Less than an hour later, after inspecting every nook and cranny of the hotel, she dropped the flower on Max's desk and said just that. He peered down his long, aristocratic nose at her, glanced at the broken petals, then sighed with evident exasperation.

"What is it now, Ms. MacDougal?" he asked, as always reverting to formality to indicate his own annoyance with her.

"The flowers weren't changed this morning as they should have been," she said.

"There is no need to change them daily. We've discussed that. Every three days will be sufficient and will cut the flower budget by two-thirds."

"And our guests will find wilted flowers in the lobby and assume that if we no longer care about appearances in such a public area, we will be even more careless in places they don't see, such as the kitchen. Details like this make a lasting impression. If you doubt it, check the reservation book."
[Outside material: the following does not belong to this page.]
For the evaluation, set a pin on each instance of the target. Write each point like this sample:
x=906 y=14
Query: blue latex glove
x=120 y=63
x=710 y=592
"We're booked solid for the next month."

"And this time last year we were booked solid for six months in advance," she countered. "At this rate, we'll have rooms available for every Tom, Dick and Harry who forgot to book a reservation before leaving the States."

"Don't exaggerate, Gracie."

"It's true." She studied Max intently. "You really don't see it, do you? You don't see what you're doing to this hotel, to this entire chain."

"Have dinner with me tonight and explain it," he suggested.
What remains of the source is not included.